What is the proposed mechanism?

The most cited mechanism is that tissue-level hyperoxia under a clinically relevant HBOT protocol activates an endothelial nitric oxide synthase and nitric oxide (eNOS-NO) cascade in bone marrow, which is associated with mobilization of EPCs into peripheral blood. The Liu 2008 paper additionally proposes that downregulated SDF-1 alpha at diabetic wound sites limits homing of mobilized EPCs to the wound bed, which is why exogenous SDF-1 alpha combined with hyperoxia was associated with synergistic effects in animal models.

How many HBOT sessions are needed to see a mobilization effect?

Reported protocols vary. The Ma 2011 RCT observed significant CD34+ EPC elevation after 10 sessions (1.32% versus 0.24% pre-treatment) with further elevation after 20 sessions (1.75%). The Lin 2018 PAOD study reported circulating EPC and perfusion changes across five HBOT sessions at 3 ATA for two hours. The MacLaughlin 2023 hyperbaric-air study observed effects in healthy volunteers across 10 exposures over two weeks. The Forner 2019 head-and-neck irradiation study observed only a sub-doubling effect after 15 exposures.

Is the mobilization claim a Health Canada-recognised condition?

No. Health Canada regulates hyperbaric chambers as medical devices and recognises specific clinical conditions for HBOT. “Stem-cell mobilization” is a mechanism of action observed in research, not a stand-alone treatment indication. Patients should not seek HBOT for stem-cell mobilization outside of a recognised indication or a properly approved clinical trial. See the regulatory overview and the indication-specific pages under conditions.
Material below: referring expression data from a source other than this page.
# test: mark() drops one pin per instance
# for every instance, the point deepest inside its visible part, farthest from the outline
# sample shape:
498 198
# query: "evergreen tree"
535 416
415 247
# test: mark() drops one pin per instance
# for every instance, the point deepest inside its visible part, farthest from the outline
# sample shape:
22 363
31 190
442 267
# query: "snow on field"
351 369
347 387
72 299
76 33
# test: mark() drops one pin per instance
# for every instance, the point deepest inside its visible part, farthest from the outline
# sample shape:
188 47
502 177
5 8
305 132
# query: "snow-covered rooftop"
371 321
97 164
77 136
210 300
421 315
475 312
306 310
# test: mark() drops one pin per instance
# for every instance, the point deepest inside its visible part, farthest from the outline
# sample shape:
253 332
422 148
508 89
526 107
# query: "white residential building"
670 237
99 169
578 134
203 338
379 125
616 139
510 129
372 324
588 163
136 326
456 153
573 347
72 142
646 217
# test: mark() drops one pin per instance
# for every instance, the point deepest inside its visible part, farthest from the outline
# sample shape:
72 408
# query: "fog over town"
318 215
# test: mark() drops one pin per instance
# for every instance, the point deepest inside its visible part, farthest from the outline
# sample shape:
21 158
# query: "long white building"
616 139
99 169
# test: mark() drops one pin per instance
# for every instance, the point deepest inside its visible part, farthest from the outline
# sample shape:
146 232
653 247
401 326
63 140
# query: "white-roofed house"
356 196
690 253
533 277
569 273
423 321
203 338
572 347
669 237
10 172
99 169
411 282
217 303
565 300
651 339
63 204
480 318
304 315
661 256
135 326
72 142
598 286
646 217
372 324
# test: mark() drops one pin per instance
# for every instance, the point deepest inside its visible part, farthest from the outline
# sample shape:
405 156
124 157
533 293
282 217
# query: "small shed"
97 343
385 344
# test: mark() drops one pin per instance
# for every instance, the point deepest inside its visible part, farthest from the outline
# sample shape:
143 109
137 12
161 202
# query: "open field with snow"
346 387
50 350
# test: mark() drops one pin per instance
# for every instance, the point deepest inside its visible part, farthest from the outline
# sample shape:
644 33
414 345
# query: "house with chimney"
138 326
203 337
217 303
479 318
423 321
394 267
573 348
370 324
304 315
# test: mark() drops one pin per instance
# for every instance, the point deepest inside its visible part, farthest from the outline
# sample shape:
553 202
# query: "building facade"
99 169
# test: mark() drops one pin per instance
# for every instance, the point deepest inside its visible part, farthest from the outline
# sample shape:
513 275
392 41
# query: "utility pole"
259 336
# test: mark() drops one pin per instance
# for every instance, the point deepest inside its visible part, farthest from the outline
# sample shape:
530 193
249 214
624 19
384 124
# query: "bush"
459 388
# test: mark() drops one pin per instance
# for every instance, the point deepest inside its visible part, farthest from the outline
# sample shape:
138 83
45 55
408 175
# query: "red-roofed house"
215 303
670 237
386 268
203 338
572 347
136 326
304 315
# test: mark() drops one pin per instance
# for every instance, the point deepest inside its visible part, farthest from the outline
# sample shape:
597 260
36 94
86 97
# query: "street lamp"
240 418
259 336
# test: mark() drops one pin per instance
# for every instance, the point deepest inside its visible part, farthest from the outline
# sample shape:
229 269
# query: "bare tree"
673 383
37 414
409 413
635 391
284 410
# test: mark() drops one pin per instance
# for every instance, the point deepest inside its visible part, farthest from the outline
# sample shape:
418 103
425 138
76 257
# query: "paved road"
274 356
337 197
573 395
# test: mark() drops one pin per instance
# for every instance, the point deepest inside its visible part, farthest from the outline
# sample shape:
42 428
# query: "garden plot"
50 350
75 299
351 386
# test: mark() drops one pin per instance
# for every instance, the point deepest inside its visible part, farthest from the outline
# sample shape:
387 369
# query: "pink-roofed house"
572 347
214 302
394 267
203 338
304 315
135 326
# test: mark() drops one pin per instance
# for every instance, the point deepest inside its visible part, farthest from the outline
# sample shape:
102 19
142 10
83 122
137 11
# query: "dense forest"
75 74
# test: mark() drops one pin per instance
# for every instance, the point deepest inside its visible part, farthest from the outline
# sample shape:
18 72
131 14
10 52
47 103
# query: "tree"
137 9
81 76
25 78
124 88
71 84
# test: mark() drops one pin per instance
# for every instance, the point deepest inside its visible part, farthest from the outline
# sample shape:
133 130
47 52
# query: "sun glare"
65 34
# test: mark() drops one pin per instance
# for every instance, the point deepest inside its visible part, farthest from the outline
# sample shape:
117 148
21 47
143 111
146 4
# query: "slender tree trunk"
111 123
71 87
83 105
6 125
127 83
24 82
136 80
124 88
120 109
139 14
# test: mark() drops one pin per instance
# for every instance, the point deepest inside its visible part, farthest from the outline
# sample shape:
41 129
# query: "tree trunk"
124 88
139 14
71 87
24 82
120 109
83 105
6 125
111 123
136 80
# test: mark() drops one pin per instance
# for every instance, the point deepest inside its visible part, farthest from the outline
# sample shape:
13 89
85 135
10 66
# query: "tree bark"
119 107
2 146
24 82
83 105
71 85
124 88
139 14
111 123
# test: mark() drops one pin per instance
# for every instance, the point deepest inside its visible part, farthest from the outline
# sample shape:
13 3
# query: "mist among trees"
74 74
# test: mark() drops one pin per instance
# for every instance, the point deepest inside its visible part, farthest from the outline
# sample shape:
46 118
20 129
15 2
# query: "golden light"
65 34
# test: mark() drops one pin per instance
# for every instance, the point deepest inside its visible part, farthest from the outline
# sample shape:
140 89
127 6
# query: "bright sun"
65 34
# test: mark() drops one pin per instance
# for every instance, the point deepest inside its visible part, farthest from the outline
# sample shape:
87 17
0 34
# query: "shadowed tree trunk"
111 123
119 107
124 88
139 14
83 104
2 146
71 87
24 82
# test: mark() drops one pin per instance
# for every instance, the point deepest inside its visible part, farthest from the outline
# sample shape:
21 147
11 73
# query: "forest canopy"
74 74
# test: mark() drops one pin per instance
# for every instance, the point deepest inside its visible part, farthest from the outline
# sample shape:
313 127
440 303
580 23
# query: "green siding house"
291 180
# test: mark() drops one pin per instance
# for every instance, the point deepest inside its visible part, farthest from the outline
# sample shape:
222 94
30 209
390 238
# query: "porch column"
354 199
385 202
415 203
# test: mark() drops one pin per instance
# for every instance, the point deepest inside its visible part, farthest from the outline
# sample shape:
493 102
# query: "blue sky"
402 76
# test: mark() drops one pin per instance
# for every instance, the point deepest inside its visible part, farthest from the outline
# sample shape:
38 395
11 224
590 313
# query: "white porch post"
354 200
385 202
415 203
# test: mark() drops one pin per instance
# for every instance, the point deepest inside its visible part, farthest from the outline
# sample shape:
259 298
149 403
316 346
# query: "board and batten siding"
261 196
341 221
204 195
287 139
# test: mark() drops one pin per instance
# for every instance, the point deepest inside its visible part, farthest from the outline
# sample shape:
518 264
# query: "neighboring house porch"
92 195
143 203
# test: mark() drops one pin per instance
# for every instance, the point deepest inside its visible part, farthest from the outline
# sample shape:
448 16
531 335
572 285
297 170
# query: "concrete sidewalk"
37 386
What are the main methodological gaps?

Most of the human evidence consists of single-centre, small, observational, or single-arm prospective studies. The one randomised trial in this pool (Ma 2011) is single-centre and uses hyperbaric air as a control, which the 2023 MacLaughlin data suggests may not be pharmacologically inert for a mobilization endpoint. Multi-centre, adequately powered randomised trials with mechanism-aligned endpoints and explicit sham-gas characterization remain the next major piece of work.

Where can I find the underlying studies?

Each study referenced in this article links to both PubMed and the Canada Hyperbarics structured assessment of that paper. The full research database, including filters by condition, year, and evidence type, is at canadahyperbarics.ca/research. For accredited HBOT delivery sites across Canada, see the directory of hospitals and regulated facilities.
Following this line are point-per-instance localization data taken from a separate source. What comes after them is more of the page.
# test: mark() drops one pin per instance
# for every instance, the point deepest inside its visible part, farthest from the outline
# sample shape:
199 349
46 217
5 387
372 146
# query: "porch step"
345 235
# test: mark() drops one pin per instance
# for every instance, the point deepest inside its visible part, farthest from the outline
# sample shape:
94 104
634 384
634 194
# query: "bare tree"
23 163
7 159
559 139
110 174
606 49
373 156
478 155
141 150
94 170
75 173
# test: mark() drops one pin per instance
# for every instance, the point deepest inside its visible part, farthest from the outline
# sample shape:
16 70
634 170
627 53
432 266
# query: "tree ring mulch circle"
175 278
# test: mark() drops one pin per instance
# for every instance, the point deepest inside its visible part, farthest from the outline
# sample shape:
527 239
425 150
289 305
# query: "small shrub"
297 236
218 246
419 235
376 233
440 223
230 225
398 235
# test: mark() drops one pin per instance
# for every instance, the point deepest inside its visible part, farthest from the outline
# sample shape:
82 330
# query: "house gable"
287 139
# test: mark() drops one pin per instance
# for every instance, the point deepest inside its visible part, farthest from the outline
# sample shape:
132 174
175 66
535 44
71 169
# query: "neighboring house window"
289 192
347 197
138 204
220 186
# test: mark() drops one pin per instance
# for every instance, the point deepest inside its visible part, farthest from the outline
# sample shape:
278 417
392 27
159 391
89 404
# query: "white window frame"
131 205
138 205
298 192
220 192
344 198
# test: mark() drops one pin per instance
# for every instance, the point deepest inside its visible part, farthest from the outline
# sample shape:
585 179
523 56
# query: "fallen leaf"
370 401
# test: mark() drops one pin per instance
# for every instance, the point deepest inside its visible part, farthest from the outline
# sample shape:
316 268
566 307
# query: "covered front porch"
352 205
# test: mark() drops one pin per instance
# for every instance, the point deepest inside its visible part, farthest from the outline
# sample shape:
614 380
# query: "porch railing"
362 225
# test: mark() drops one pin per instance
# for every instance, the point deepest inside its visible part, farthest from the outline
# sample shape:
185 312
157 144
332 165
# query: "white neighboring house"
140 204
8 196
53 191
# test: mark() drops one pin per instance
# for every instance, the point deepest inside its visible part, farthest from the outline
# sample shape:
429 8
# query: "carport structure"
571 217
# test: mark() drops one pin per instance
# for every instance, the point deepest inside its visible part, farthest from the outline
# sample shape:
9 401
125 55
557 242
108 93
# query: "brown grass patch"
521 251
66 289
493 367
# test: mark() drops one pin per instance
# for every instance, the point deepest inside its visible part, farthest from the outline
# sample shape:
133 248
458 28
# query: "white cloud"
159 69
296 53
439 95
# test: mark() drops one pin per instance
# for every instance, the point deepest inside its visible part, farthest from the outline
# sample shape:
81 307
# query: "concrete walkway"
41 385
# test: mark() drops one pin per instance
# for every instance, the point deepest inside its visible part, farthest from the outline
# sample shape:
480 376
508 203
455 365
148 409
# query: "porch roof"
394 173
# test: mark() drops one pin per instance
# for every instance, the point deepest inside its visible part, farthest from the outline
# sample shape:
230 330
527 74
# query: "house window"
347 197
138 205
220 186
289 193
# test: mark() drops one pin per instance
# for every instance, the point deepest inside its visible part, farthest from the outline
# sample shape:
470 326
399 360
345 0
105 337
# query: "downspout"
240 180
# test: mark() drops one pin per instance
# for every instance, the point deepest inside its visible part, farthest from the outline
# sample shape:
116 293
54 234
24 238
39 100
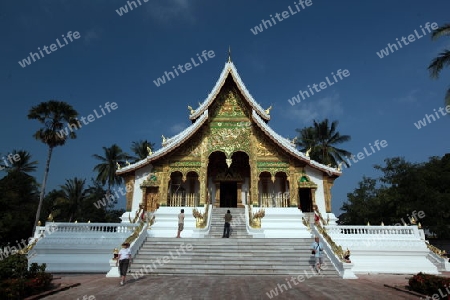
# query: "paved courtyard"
231 287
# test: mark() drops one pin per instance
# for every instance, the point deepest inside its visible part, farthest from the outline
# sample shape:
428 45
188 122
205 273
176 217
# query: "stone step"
218 256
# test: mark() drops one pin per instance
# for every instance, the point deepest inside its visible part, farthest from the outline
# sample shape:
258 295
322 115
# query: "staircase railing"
255 218
201 219
339 258
335 253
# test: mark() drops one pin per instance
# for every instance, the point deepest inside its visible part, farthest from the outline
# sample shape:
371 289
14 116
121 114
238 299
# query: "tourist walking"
124 261
316 250
180 223
226 229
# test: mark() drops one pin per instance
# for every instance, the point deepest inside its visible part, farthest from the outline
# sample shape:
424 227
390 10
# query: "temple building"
228 157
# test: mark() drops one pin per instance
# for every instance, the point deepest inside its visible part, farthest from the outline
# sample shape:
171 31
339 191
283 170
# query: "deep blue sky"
118 57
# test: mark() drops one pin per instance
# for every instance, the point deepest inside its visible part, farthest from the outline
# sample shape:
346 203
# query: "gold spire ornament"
308 151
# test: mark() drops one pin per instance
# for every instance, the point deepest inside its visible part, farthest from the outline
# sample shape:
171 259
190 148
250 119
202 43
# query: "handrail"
436 250
255 218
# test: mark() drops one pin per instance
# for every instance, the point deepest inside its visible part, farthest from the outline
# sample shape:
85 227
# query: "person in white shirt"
317 249
180 222
124 261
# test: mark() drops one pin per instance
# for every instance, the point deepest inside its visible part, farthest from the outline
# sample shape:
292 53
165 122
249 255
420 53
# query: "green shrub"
428 284
18 281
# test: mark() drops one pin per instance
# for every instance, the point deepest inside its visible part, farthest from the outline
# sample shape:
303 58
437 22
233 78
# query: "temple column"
293 187
165 177
217 198
239 195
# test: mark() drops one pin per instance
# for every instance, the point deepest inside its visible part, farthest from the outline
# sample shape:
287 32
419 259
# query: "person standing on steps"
316 250
124 261
226 229
180 223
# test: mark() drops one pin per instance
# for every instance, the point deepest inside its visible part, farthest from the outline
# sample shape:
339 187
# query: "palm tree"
320 140
52 115
107 168
24 164
443 60
73 195
140 149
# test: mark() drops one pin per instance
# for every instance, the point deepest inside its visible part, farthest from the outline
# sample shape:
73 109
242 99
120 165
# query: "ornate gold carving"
129 184
327 184
152 180
229 140
305 182
229 105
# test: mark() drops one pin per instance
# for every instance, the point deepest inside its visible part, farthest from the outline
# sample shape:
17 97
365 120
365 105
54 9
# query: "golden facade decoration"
152 179
185 167
305 182
129 183
192 148
229 137
327 184
273 167
230 105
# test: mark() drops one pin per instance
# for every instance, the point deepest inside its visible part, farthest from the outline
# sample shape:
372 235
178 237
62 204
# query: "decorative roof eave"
229 68
287 145
174 143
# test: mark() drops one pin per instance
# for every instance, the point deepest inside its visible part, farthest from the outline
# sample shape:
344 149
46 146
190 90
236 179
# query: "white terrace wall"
384 249
79 247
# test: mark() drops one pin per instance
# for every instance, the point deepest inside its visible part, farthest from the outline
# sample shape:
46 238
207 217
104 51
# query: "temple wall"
317 177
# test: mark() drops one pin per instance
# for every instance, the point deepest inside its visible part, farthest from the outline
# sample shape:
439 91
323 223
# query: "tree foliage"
321 140
443 59
403 188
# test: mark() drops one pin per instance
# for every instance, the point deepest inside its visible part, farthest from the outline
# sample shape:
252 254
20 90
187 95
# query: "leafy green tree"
23 164
321 140
18 200
140 149
403 188
53 115
107 168
443 59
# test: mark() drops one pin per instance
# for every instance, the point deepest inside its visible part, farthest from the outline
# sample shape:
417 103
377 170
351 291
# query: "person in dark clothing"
226 228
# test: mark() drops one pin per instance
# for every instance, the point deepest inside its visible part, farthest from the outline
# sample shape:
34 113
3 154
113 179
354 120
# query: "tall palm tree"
320 140
443 60
108 166
140 149
73 195
24 164
53 115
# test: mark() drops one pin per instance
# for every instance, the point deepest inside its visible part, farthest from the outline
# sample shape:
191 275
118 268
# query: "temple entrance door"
151 199
228 194
305 199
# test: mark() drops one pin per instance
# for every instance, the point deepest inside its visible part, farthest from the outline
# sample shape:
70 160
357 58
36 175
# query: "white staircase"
237 223
222 256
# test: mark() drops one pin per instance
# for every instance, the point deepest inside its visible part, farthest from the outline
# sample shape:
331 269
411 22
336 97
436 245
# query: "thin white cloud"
168 10
92 35
310 109
411 97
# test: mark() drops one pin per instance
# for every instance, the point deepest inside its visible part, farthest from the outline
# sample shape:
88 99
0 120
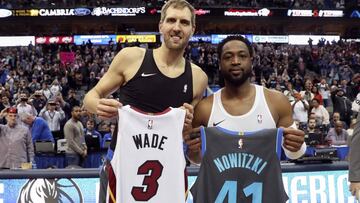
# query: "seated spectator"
350 130
38 100
317 94
39 128
337 135
90 130
321 114
16 146
53 114
300 109
312 127
336 117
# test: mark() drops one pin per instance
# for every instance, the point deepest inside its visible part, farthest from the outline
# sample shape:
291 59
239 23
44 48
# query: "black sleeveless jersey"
151 91
239 167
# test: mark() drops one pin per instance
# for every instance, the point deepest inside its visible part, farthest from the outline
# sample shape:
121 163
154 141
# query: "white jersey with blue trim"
148 162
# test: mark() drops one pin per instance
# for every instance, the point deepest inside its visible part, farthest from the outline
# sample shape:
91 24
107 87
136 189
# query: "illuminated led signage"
5 13
104 11
247 12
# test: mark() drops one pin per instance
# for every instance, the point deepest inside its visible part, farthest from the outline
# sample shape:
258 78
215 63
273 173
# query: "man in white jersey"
242 106
148 162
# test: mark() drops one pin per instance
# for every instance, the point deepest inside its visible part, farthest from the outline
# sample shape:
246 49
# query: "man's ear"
160 28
The bottom line for researchers

Across 21 indexed studies spanning two decades, HBOT exposure is consistently associated with measurable mobilization of bone-marrow-derived endothelial progenitor cells into peripheral circulation, with the strongest clinical signal in diabetic wound healing and PAOD. The mechanism (an eNOS-NO cascade with SDF-1 alpha-mediated wound homing) is supported by animal data. The most important caveats are that human evidence is still dominated by small observational and single-arm studies, the mobilization signal is reduced in irradiated populations, and hyperbaric-air controls used in earlier trials may themselves mobilize cells. Canada Hyperbarics will continue to track new mobilization-endpoint trials as they index in PubMed and add them to the research database.

This content is for informational purposes only and does not constitute medical advice. Treatment decisions should be made in consultation with a qualified physician familiar with the patient’s medical history. HBOT is regulated in Canada by Health Canada under the Medical Devices Regulations; clinical use should occur within recognised conditions or properly approved research protocols.